Les coûts engendrés par le stress au travail en Suisse s’élèvent à 10 milliards de francs par an. Le problème est très sérieux pour le tissu économique suisse. De nombreuses professions très éprouvantes physiquement ne bénéficient que du minimum légal de vacances. En outre, le développement vers une société de services, la place croissante qu’y prend la technologie et l’accessibilité 24 heures sur 24 des employés ont profondément modifié le monde du travail.

Les vacances sont un élément primordial de l’équilibre entre le travail, la famille et le temps libre. Dans notre société trop souvent fondée sur la performance au détriment de la qualité de vie, l’augmentation de la durée des vacances est une manière d’agir préventivement en matière de santé au travail.

Les opposants à l’initiative ne manqueront pas de dénoncer des coûts prétendument exorbitants engendrés par cette initiative; ils brandiront aussi le spectre d’une crise économique. La rengaine habituelle, en somme, que l’on entend lorsqu’il faut investir dans les énergies renouvelables, le logement ou les infrastructures de transport public.

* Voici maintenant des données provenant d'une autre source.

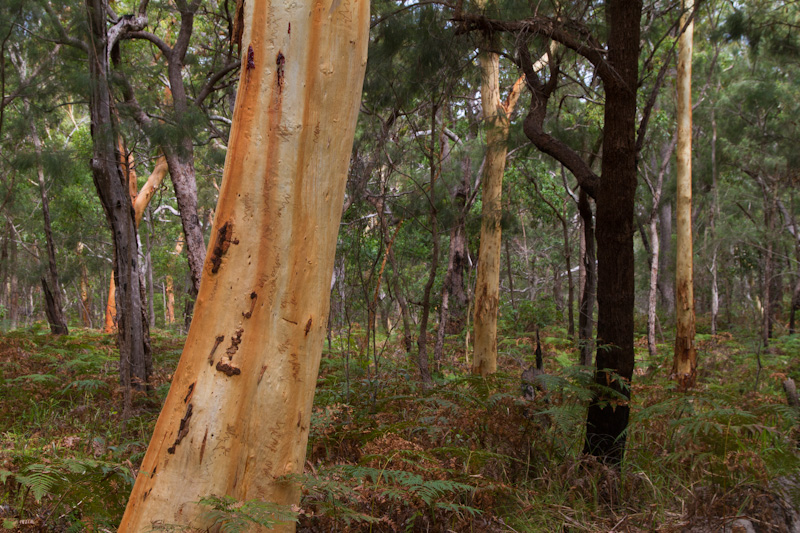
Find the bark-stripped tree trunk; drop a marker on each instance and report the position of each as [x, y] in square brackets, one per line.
[237, 415]
[51, 285]
[487, 288]
[135, 362]
[684, 365]
[585, 318]
[712, 224]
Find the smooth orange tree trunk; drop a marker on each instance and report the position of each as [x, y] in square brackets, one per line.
[237, 416]
[684, 366]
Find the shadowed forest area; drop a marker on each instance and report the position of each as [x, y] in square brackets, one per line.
[540, 271]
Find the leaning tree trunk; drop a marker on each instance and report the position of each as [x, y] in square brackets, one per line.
[135, 364]
[51, 285]
[237, 416]
[684, 365]
[607, 418]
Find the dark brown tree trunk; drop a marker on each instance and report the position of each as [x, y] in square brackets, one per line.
[795, 308]
[585, 318]
[570, 283]
[422, 340]
[453, 311]
[54, 306]
[607, 419]
[666, 281]
[115, 197]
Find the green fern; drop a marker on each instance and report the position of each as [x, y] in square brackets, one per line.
[228, 515]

Une semaine de vacances coûte à l’employeur environ 2 pour cent de la masse salariale annuelle. Or, en 25 ans, la productivité des personnes actives a « explosé » de 21,5%, alors que les salaires réels n’ont progressé que de 4,3% dans le même temps. Ainsi, l’initiative n’engendre pas de coûts disproportionnés que l’économie n’arriverait pas à assumer ! Comme toujours, c’est une question de volonté. Il faut se donner les moyens de ses ambitions.

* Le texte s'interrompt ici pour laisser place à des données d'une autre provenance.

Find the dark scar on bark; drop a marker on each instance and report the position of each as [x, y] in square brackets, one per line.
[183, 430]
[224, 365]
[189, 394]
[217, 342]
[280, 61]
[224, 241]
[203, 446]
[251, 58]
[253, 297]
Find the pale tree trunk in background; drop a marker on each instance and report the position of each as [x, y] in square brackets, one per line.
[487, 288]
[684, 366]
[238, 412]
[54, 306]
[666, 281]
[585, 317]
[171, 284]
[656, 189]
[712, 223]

Pour les Verts, la qualité passe avant la quantité.  Beaucoup n’ont pas le choix de réduire leur taux de travail ou de prendre un congé non-payé pour augmenter leur temps libre. Pensons à ces professions éprouvantes physiquement, dans la construction, l’hôtellerie, l’industrie manufacturière, etc. En votant OUI à l’initiative “6 semaines de vacances pour tous”, on reconnaît que stress au travail représente l’un des problèmes de santé publique majeurs du 21ème siècle. C’est surtout une manière de diminuer le temps de travail et d’affirmer haut et fort que l’existence ne se résume pas à la traditionnelle mélodie “métro-boulot-dodo”.